An escalator. I can go up escalators fine, in my chair, if someone stands behind me. When we got to the top, my comrade got a lecture on health and safety and me using the escalator not being allowed. I'm becoming a bit of a bolshy cripple quite frankly, and we pointed out if they signed the lift we'd have used it. We then deliberately took the next escalator, to make a point. Meanwhile, my comrades carried all my stuff.

By this point, I was starting to feel less like a weighty burden, and more like a valued member of a group. My comrades cared enough to help me get home, and to be angry when services were fucked up. I don't normally get angry. I normally resign myself to this being my fault for using a wheelchair, rather than getting frustrated. They were angry on my behalf.

The trains home had been replaced by buses from half way. I got onto the train, then off, and the bus wasn't accessible. My comrades argued this and TFL ordered a taxi, which me and one person could use. I had a number of offers, but chose to go with someone physically strong, the comrade who had carried me earlier. Comrades were angry that it had come to this, I was resigned, but relieved by their anger, because at least I felt supported.

The station asked my friends for my name and number to book the taxi, I didn't speak to a single person, however hard I tried. They weren't interested in listening to me.The taxi came, and it wasn't accessible. After all that, it wasn't accessible. I got helped in, and the driver was the first non-comrade who seemed to care, as he took me home rather than to the station (equidistant), allowing me and my comrade to crash out with tea and conversation. He also made me a very generous offer about some future plans.

And maybe I shouldn't overdo it, and place this burden on people, but you know what? I wanted to participate, and I did, and my comrades enabled me to do that, and they didn't make me feel like a burden at all, I felt genuinely liked, which, is very rare for me. I got to participate almost fully in a very inaccessible event, because I knew that my comrades would ensure that I could return home safely.

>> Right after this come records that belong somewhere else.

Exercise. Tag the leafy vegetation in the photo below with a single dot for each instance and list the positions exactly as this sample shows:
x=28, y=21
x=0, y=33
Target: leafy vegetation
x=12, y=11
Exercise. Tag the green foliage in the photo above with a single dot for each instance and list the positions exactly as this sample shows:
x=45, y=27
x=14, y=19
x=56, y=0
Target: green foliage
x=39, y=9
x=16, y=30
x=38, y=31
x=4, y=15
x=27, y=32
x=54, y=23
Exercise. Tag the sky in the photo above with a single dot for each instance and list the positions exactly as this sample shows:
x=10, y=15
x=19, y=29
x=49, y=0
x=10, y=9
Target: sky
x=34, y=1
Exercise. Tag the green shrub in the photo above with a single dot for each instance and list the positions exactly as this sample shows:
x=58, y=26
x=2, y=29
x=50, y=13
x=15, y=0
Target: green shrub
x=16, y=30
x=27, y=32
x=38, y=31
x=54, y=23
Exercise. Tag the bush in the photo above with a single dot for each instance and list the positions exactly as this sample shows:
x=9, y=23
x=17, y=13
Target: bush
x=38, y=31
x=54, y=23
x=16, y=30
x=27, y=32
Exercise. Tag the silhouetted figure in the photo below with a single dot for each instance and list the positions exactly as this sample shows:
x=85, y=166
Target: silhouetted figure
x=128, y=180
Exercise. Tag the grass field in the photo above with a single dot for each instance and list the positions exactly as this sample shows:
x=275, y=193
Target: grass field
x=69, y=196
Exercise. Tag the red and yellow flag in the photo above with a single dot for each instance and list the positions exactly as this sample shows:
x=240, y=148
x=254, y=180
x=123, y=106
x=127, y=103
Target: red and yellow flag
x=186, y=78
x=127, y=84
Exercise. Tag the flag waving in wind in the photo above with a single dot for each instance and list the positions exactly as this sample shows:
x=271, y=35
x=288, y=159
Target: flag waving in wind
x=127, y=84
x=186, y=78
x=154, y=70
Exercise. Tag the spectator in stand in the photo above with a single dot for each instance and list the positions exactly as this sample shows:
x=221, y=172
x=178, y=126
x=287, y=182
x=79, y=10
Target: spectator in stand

Reflections on this include that the people I travelled home with align with various different groups, and have differing politics to some extent. And that didn't matter. We were comrades, pure and simple. That's what the NCAFC needs to be thinking and doing. Okay, so our challenge as NCAFC is fighting fees and cuts, not getting a tired wheelchair user home, but it's the same thing - we need to put our differences aside and work together towards a common goal.